The actress has narrated the unpleasant encounter that she had years ago with the controversial actor, who has already attacked this version of the story, calling Ryder a "liar".
After returning to the spotlight and the success achieved with her participation in 'Stranger Things', Winona Ryder seems to have taken a liking to television fiction and in mid-March she released another juicy project for the small screen, this time from HBO: ' The conspiracy against America'. The miniseries, based on Philip Roth's novel of the same name, presents an alternative past in which a Jewish family from New Jersey suffers the rise to power, during World War II, of a president who will end up revealing his sympathies with the Nazi ideology and will end up implanting fascism in the United States.

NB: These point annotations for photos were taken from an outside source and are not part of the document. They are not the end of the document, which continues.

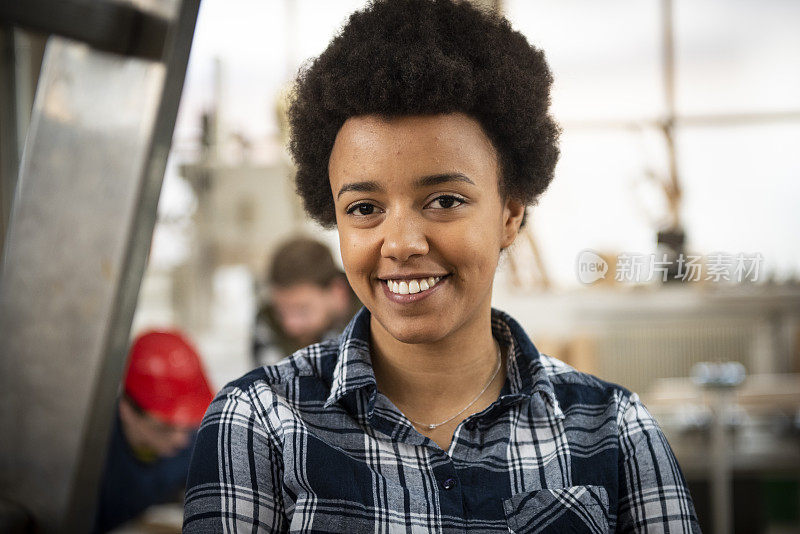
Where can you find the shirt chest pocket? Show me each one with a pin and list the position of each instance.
(557, 510)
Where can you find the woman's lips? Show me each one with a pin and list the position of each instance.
(412, 297)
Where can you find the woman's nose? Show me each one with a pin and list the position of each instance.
(403, 238)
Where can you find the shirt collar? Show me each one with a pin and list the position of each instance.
(526, 374)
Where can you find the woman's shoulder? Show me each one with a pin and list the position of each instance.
(314, 361)
(574, 387)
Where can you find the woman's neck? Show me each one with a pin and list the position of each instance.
(431, 381)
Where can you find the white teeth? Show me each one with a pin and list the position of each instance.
(410, 287)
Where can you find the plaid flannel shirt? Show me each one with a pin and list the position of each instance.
(310, 445)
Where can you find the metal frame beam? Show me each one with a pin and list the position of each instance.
(75, 253)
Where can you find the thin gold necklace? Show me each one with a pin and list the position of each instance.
(431, 426)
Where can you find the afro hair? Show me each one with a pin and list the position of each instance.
(424, 57)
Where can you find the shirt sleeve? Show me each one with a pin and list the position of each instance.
(236, 471)
(653, 493)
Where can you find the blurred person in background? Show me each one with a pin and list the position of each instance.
(310, 301)
(165, 394)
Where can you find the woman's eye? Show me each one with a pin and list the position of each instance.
(363, 208)
(446, 202)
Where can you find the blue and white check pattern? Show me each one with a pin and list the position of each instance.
(310, 445)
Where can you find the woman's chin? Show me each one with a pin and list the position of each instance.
(414, 332)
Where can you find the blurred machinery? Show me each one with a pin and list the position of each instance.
(79, 230)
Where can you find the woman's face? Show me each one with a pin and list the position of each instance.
(421, 221)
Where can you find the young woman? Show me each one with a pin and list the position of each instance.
(422, 133)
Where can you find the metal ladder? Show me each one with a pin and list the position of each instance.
(78, 236)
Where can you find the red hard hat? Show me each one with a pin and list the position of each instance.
(166, 379)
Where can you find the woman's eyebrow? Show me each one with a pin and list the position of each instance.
(369, 186)
(426, 181)
(437, 179)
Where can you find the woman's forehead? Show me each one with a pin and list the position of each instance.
(371, 146)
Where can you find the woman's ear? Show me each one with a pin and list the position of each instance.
(513, 213)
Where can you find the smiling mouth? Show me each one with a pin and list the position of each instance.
(413, 286)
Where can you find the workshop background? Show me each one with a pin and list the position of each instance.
(681, 141)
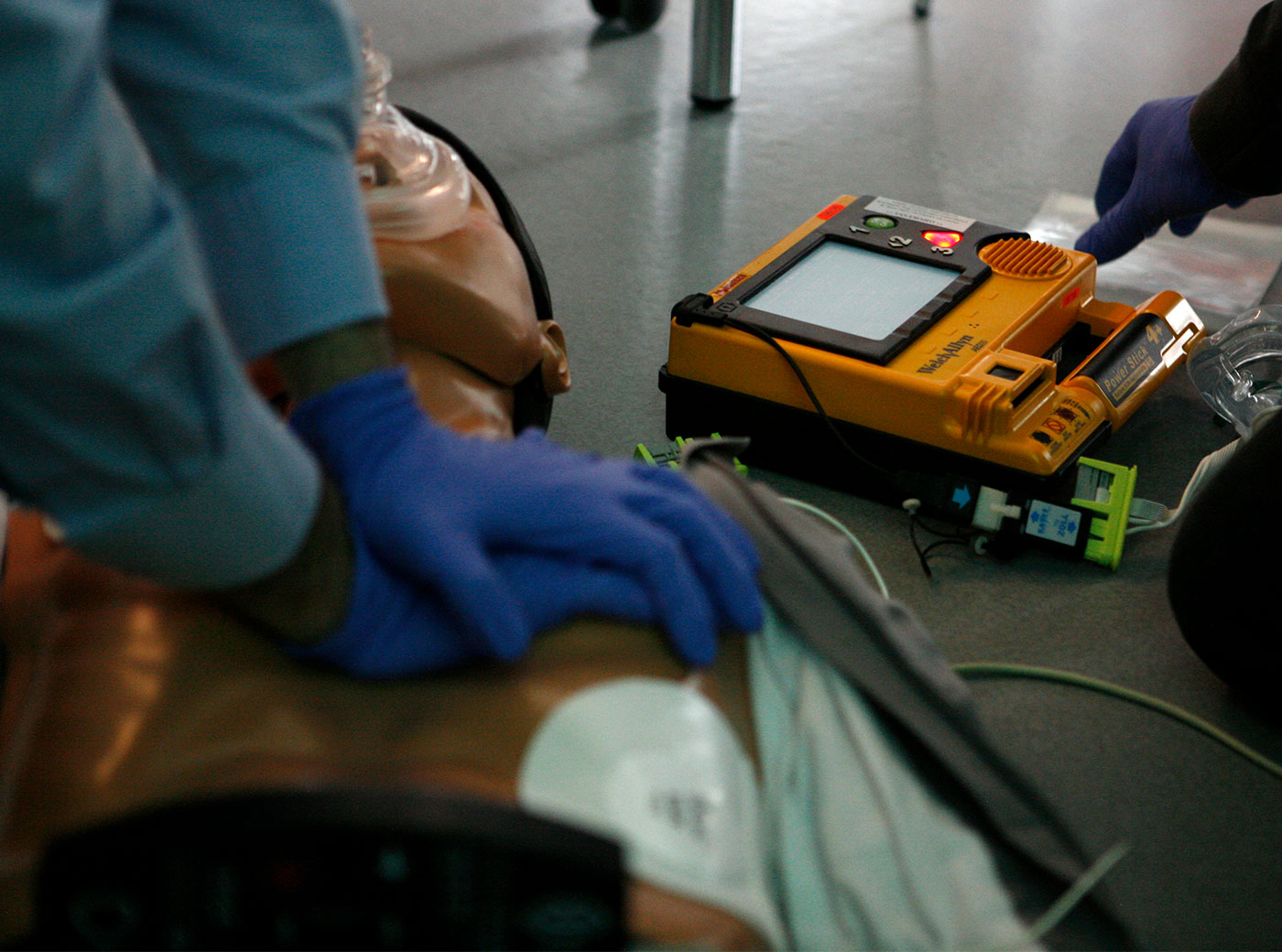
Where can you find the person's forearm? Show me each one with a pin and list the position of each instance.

Ryder, who is Jewish (despite the fact that she acknowledges not being a religious person) heads the cast of the production and has resumed promoting it in the media these days. Thus, in an interview with The Sunday Times, the interpreter was asked about her own experiences of anti-Semitism in Hollywood. And it was not one or two, but a whole handful that Ryder remembered, who did not even hesitate to give a proper name: Mel Gibson. The filmmaker and actor has been involved in various controversies over time due to his discriminatory statements, and the story told by the 'Dracula' actress adds to this history.
The meeting between the two occurred at a party in 1995. According to Ryder, in the middle of the evening, when she was in the company of Gibson, a conversation centered on Jews arose. It was then that the director and star of 'Braveheart' questioned her, directly, the following: "You're not an 'oven avoider', are you?"

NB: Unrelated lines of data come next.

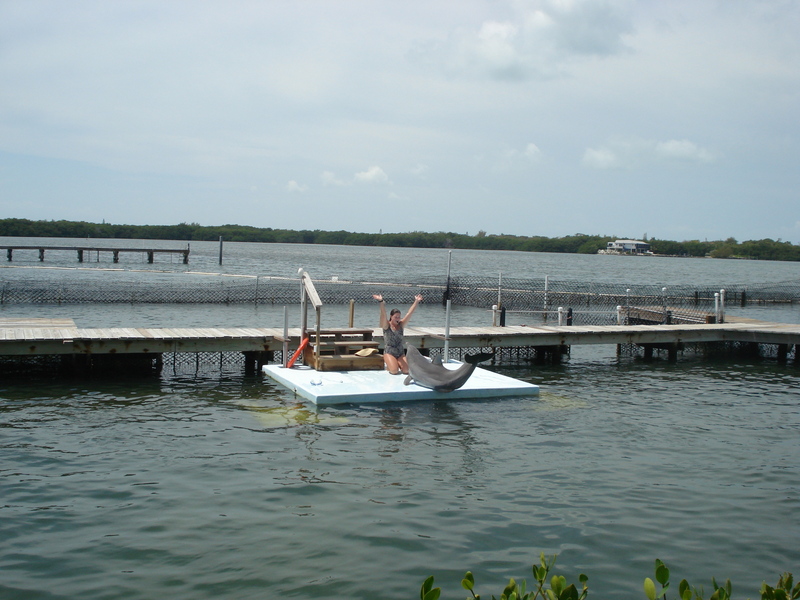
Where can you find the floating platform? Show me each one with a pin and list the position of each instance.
(342, 387)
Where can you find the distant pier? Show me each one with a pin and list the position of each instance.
(84, 251)
(85, 349)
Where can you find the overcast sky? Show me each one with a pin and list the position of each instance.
(675, 119)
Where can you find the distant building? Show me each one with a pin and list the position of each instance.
(627, 247)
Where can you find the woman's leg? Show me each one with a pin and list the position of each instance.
(403, 364)
(392, 364)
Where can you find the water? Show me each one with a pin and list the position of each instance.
(226, 486)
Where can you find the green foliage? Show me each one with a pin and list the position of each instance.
(783, 590)
(558, 590)
(579, 243)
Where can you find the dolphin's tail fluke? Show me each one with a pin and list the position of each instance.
(474, 359)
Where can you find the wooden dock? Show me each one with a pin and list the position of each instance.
(84, 251)
(60, 337)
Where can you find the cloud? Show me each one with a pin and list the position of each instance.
(538, 40)
(682, 150)
(329, 178)
(419, 170)
(372, 175)
(532, 152)
(293, 186)
(632, 152)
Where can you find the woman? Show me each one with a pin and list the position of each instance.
(392, 326)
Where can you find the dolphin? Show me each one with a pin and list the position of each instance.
(434, 375)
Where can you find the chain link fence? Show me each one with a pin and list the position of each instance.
(583, 303)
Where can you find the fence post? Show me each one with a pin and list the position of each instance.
(546, 289)
(447, 334)
(499, 287)
(447, 289)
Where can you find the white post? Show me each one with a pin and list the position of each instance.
(285, 336)
(499, 287)
(546, 287)
(446, 357)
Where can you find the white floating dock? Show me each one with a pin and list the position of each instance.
(341, 387)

Her comment, which made reference to one of the fundamental methods of extermination of the bodies of Jews in concentration camps, was not, however, the only one in bad taste that Gibson made that night. And it is that the artist also made a completely unfortunate and homophobic joke. Gibson was smoking a cigarette with Ryder and a friend of this homosexual, and at one point he addressed the latter and according to the interpreter, he blurted out the following: "Wait, am I going to get AIDS?"
Mel Gibson flatly denies Ryder's story
Ryder assured during her interview with The Sunday Times that Gibson had apologized to her years later. However, his version of events is far from coinciding with that of the actor, who yesterday assured, through a statement published on TooFab, that Ryder's statements were "100% false."
"He lied about it a decade ago, when he spoke to the press, and he is lying about it now," Gibson's note read, in which he also accused Ryder of misrepresenting the attempt to fix things between the two after the event, making up the fact that he called her to ask for her forgiveness. According to Gibson, what he wanted then was to confront the actress because of her lies, but she refused to talk to him.